Fatigue, stress, burnout... les candidats spécialistes malades de leurs conditions de travail (Enquête)

Le comité interuniversitaire des médecins assistants candidats spécialistes (CIMACS) a voulu évaluer les conditions de travail et leurs répercussions sur les jeunes médecins en formation de la Fédération Wallonie-Bruxelles. Elle vient de finaliser une grande enquête à laquelle 1.159 candidats spécialistes ont répondu. Le Spécialiste vous en révèle en exclusivité les premiers résultats.

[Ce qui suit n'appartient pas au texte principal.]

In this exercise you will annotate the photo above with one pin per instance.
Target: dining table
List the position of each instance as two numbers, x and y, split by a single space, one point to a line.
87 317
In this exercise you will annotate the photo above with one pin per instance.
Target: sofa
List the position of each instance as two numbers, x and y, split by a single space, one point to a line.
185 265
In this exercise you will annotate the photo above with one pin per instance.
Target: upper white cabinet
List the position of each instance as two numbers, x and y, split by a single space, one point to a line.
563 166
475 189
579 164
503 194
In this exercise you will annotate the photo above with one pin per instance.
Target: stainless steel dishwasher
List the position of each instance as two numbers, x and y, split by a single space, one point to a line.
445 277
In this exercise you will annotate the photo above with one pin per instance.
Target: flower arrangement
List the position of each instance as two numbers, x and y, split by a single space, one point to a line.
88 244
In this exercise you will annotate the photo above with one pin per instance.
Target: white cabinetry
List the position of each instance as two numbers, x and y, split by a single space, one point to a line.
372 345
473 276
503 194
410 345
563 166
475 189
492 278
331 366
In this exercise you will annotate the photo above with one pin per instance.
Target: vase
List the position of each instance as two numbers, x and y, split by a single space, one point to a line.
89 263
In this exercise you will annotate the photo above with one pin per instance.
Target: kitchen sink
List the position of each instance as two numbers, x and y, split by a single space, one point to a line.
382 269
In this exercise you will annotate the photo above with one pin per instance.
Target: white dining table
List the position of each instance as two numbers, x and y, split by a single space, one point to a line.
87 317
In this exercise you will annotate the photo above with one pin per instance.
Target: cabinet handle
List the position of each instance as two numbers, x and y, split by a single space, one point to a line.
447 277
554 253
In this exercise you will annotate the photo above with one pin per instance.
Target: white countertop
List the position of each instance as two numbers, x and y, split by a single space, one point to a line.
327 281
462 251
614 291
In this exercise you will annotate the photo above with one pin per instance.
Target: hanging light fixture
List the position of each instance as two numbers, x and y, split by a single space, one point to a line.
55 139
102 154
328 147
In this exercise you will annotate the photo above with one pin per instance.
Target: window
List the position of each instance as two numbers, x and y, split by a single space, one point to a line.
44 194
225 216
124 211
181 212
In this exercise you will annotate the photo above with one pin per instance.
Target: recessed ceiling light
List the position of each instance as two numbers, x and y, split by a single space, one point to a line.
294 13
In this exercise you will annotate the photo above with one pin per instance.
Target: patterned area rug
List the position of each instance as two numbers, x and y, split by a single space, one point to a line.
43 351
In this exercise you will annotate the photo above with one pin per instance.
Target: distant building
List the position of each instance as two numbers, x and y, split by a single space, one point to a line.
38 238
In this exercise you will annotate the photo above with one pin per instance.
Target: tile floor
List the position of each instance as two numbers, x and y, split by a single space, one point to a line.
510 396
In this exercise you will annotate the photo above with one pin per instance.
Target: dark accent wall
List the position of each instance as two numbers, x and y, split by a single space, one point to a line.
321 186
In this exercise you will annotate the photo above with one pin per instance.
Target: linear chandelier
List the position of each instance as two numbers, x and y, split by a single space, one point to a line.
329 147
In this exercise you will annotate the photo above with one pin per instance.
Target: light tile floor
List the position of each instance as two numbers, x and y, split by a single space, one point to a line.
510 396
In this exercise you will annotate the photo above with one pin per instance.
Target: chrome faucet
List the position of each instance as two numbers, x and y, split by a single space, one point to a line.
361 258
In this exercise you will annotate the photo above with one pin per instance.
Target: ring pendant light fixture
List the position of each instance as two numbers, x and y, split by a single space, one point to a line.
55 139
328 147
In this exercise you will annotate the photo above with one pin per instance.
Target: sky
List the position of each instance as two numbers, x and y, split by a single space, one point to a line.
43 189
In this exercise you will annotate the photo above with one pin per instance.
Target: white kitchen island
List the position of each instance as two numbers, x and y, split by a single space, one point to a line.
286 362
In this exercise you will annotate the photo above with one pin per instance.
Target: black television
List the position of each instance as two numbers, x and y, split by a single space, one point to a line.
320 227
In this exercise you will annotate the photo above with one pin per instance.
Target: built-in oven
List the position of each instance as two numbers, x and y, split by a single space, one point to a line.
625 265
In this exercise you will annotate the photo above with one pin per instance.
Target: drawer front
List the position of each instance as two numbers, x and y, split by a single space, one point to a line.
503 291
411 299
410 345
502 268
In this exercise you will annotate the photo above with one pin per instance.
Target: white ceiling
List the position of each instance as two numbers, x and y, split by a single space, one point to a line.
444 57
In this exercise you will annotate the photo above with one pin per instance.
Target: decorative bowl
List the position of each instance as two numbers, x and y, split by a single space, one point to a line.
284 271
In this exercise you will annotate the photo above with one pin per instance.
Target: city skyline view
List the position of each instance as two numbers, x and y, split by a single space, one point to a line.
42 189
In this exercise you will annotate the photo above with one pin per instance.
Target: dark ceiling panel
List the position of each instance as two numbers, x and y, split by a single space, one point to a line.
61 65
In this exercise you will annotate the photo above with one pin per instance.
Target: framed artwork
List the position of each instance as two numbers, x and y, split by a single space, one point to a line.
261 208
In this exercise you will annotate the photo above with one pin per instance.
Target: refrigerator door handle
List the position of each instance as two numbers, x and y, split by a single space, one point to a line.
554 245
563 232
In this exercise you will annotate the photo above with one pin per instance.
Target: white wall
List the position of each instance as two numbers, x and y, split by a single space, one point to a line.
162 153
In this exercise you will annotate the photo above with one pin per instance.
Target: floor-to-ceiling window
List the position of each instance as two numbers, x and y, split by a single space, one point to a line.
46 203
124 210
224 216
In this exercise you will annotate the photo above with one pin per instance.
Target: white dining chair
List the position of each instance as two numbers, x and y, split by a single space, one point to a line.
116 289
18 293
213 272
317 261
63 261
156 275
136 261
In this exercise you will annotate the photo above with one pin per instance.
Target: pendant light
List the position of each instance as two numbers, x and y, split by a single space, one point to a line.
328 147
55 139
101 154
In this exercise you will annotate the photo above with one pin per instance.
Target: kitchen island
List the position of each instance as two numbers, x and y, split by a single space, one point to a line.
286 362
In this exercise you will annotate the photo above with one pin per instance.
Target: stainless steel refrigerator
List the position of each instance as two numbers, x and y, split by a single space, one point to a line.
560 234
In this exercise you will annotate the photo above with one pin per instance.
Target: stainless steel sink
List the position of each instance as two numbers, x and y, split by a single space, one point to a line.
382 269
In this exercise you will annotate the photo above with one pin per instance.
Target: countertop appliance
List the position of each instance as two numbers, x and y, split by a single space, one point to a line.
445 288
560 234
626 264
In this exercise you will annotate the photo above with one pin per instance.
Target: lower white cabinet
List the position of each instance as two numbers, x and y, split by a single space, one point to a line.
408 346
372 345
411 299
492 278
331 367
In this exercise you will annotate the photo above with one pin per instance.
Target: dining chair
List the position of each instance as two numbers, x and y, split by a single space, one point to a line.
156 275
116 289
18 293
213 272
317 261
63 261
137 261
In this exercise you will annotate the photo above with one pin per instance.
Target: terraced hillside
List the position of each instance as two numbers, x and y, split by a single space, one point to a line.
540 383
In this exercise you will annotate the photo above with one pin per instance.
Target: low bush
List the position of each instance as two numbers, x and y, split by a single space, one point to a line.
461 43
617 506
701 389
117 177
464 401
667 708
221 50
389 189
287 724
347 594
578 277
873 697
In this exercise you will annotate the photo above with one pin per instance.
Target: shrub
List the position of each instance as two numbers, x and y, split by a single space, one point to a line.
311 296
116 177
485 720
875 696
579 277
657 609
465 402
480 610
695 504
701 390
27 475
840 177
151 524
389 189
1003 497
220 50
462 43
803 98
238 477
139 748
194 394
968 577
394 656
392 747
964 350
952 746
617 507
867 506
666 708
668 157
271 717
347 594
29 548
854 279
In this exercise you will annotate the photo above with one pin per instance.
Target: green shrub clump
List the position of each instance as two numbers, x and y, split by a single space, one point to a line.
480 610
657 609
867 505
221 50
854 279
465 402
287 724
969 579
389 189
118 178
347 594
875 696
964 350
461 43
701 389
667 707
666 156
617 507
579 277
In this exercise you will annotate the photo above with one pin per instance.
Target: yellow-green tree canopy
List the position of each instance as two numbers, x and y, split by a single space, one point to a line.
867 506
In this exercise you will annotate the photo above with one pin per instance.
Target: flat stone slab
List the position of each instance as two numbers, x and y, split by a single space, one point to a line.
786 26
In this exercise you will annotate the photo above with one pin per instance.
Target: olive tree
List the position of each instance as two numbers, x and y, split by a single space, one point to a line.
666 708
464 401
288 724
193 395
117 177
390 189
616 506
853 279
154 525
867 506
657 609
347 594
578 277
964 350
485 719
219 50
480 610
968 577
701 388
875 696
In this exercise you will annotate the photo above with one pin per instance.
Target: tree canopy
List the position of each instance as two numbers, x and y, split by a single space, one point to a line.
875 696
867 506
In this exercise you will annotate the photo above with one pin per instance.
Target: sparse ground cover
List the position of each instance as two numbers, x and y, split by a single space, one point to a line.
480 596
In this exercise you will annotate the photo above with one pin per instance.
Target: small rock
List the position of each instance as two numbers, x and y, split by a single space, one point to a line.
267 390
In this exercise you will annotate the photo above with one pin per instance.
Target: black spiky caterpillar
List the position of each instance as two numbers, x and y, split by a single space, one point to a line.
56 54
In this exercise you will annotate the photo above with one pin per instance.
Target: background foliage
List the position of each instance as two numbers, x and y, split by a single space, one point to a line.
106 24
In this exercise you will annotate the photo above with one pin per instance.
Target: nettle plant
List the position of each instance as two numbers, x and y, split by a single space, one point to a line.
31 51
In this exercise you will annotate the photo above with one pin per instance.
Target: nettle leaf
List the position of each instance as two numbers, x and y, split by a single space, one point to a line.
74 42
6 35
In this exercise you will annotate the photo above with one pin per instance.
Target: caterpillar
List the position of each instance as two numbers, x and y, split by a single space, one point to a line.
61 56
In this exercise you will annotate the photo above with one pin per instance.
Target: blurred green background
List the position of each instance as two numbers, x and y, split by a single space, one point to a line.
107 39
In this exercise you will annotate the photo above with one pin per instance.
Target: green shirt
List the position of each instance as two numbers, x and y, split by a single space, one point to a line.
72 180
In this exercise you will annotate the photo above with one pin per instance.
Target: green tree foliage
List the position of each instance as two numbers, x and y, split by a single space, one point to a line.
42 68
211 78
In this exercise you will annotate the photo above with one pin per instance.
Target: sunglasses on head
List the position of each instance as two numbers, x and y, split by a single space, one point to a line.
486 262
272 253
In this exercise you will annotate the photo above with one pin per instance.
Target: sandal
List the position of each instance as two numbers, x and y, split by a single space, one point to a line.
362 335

Les résultats de l’enquête sont effrayants. Un chiffre suffit: Près de 63% des jeunes médecins interrogés déclarent avoir déjà pris conscience lors d'un stage de ne plus être en état de poser un diagnostic, un acte et d'être un danger pour le patient. «C’est énorme et inquiétant. Cela peut avoir évidemment des répercussions sur leur façon de soigner et sur les risques pour le patient», reconnaît Jérôme Lechien, président du CIMACS. Ils sont même 25% à estimer que leur rythme de travail a un impact sur leur consommation de produits addictogènes, en l’occurrence alcool, tabac, herbe, cocaïne, psychotropes, antidouleurs ou autres produits. «La consommation de psychotropes, principalement des médicaments pour dormir, a triplé chez les jeunes médecins une fois que ceux-ci ont débuté leur formation.»

Souffrance psychique ou physique
L’enquête est implacable au niveau des conditions de travail et de leur impact sur la santé des médecins: «Lorsqu’on focalise nos statistiques sur les médecins situés entre la deuxième et la dernière année de formation, 45,25% des jeunes médecins estiment avoir déjà été en souffrance psychique ou physique (trouble cardiaque, immunitaire, fausse couche...) à cause de leur travail dans le cadre de leur assistanat», explique Jérôme Lechien.
Parmi les souffrances psychiques, les principales causes sont les suivantes: difficultés professionnelles au travail engendrant des souffrances psychiques, isolement social, impact du travail sur la vie conjugale.

Pas refaire la médecine
A la question «Et si c’était à refaire?», 36% des MACS estiment qu’ils ne referaient pas la médecine. «C’est très grave. On fait le plus beau métier du monde, parfois de la plus laide des façons. Les médecins devraient être davantage considérés, surtout au début de leur formation car nous ne rechignons pas à travailler. Nous réclamont juste des conditions de travail plus acceptables.»

Impact sur la qualité des soins
De tels chiffres ont un impact sur les soins de santé: 62,78% des jeunes médecins estiment avoir déjà eu conscience pendant un stage de ne plus être en état de poser un diagnostic et d’être un danger pour le patient. «Les jeunes médecins sont donc conscients du problème. Il faut leur permettre de mieux soigner les patients.»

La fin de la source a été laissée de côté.